Hallucination Detection in Production Agents
Hallucinations are not bugs — they are features of probabilistic systems. Here is how we validate agent outputs at scale using LLM-as-a-Judge pipelines.
Understanding Hallucinations
Hallucinations in AI agents fall into three categories:
- Factual hallucinations — stating incorrect facts with confidence
- Fabricated references — citing sources that don't exist
- Logical hallucinations — drawing conclusions that don't follow from the premises
Each requires a different detection strategy.
The LLM-as-a-Judge Pipeline
Architecture
Agent Output → Validation Prompt → Judge LLM → Score/Flag → Decision
How It Works
- The agent produces an output
- The output is sent to a separate "judge" LLM with a validation prompt
- The judge evaluates the output against the source context
- A confidence score is assigned
- Outputs below the threshold are flagged for human review
Key Design Decisions
- Use a different model for the judge than the agent — correlated errors are the enemy
- Provide source context to the judge — it needs ground truth to evaluate against
- Design specific rubrics for different output types (factual claims, recommendations, summaries)
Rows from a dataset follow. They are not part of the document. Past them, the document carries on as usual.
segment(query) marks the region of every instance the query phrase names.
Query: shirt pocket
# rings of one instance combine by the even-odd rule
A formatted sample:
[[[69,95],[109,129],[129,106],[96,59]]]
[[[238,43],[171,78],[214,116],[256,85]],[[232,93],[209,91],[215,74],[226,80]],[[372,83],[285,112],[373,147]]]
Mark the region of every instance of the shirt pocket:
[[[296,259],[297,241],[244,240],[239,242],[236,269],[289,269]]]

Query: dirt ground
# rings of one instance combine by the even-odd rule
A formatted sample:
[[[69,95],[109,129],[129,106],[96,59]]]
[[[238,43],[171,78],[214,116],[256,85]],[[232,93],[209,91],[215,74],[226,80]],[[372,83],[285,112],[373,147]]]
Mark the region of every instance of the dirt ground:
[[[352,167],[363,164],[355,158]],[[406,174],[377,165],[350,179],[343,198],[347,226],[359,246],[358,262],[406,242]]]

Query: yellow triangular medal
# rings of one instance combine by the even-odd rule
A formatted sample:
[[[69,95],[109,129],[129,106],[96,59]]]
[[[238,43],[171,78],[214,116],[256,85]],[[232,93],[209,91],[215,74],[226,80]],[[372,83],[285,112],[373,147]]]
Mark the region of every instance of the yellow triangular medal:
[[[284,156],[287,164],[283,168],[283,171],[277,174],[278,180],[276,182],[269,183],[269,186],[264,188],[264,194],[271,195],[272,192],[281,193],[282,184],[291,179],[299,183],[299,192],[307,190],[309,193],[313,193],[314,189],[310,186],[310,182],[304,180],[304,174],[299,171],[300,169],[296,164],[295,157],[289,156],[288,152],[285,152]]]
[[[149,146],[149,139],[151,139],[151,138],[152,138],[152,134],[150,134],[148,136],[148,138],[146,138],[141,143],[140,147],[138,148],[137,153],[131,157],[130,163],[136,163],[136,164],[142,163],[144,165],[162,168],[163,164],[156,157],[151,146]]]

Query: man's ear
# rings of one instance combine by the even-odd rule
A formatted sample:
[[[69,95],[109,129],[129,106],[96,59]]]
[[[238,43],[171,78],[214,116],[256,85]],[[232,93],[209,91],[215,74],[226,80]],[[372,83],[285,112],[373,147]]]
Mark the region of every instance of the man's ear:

Detection Strategies by Type
Factual Hallucinations
- Cross-reference agent claims against knowledge base
- Use entity extraction + fact verification pipelines
- Track confidence scores across similar queries
Fabricated References
- Validate all cited URLs, papers, and documents
- Maintain an allowlist of verified sources
- Flag any reference not in the knowledge base
Logical Hallucinations
- Chain-of-thought validation — verify each reasoning step
- Consistency checks — same inputs should produce compatible outputs
- Adversarial probing — rephrase the same question and compare answers
Production Monitoring
Metrics to Track
- Hallucination rate — percentage of outputs flagged by the judge
- False positive rate — judge flags that human reviewers override
- Detection latency — time added by the validation pipeline
- Category distribution — which types of hallucinations are most common
Alerting
- Set thresholds for hallucination rate increases
- Alert on new categories of hallucinations
- Track trends over time — increasing rates may indicate model drift
The Cost-Benefit Calculation
Running a judge LLM doubles your inference costs. But the cost of a hallucinated medical recommendation, financial advice, or legal guidance is orders of magnitude higher. For production agents handling sensitive domains, hallucination detection is not optional.